Впрочем, согласны с этим далеко не все, и даже крупные мыслители бывали против такого подхода. Шопенгауэр, великий философ пессимизма, еще полтора века назад отвергал индивидуальность любви. Любовь для него была как бы маской на инстинкте продления рода; этот инстинкт, говорил он, гений рода, его дух-хранитель, он царит над людьми и порабощает их. И все, что кажется людям особым, личным в их чувстве — это обман природы, а на самом деле они — рабы инстинкта и живут в путах самообмана. В чувствах мужчины и женщины нет ничего личного, высшего, говорил Шопенгауэр, и в лад со своими взглядами он прожил жизнь холостяком.
Сейчас разница между любовью и инстинктом рода гораздо понятнее, и многие из нас считают азбукой индивидуальность, личную непохожесть любви. Но в глубинах этой непохожести — прошу прощения за пропись — лежат похожие влечения, те общие знаменатели, которые и делают любовью такие разные у разных людей чувства.

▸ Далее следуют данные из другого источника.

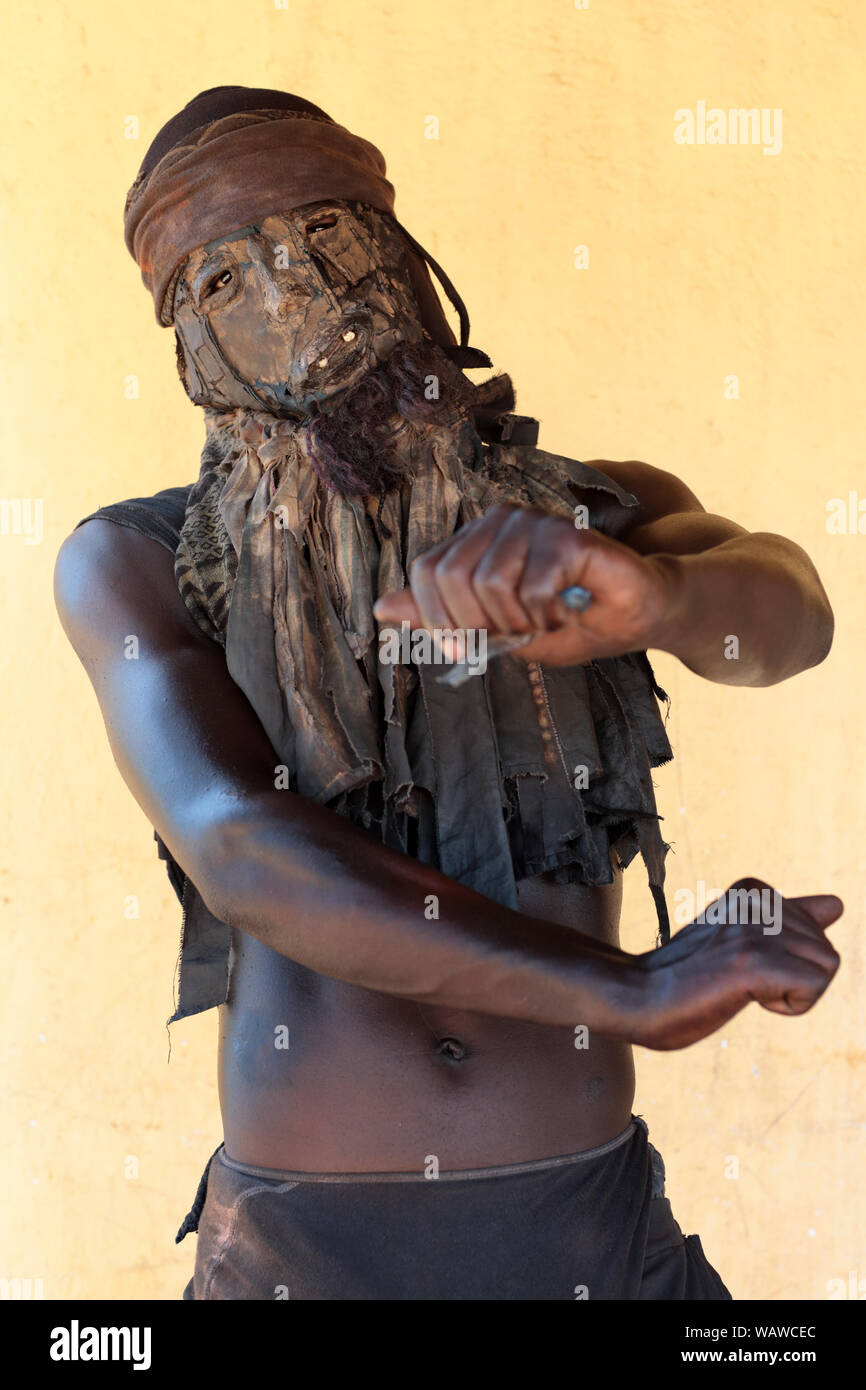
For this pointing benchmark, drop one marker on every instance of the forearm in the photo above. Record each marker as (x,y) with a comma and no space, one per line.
(324,893)
(748,612)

Что касается «закономерностей», которые движут любовью, то одни из них, наверно, правят большинством людей, другие — совсем немногими, причем на одних больше действуют одни закономерности, на других — другие…
Среднего человека нет вообще, это надуманная условность, ложная схема. Есть типы людей, много человеческих типов, и люди, которые входят в один тип, при всем своем личном своеобразии имеют между собой важное сходство, относятся к одной группе — или психологической, или биологической, или социальной, или возрастной и т. п.

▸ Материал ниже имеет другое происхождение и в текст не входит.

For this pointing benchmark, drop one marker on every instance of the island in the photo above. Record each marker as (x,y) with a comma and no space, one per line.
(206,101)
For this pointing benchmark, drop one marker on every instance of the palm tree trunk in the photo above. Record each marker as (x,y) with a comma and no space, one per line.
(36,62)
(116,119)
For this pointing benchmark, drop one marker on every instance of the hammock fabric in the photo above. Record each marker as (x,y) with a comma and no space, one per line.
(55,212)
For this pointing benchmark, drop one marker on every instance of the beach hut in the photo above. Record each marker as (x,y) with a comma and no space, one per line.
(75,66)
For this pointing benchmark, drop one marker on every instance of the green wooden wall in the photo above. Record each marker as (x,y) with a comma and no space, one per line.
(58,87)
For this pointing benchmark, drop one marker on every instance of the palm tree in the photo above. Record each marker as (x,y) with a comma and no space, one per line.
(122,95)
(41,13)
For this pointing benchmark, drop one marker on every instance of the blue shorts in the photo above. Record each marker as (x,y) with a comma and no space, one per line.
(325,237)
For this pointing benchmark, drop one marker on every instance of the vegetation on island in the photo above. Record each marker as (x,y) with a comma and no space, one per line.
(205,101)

У людей, которые относятся к одному такому типу, есть много похожего и в самом чувстве любви. У холериков, например, любовь-гейзер, бурная и «пульсирующая»: она живет вспышками, как исландские гейзеры, которые бьют прерывистой струей. У флегматиков — как бы любовь-озеро, ровная и спокойная, с умеренной теплотой чувств, со спрятанными, но сильными течениями.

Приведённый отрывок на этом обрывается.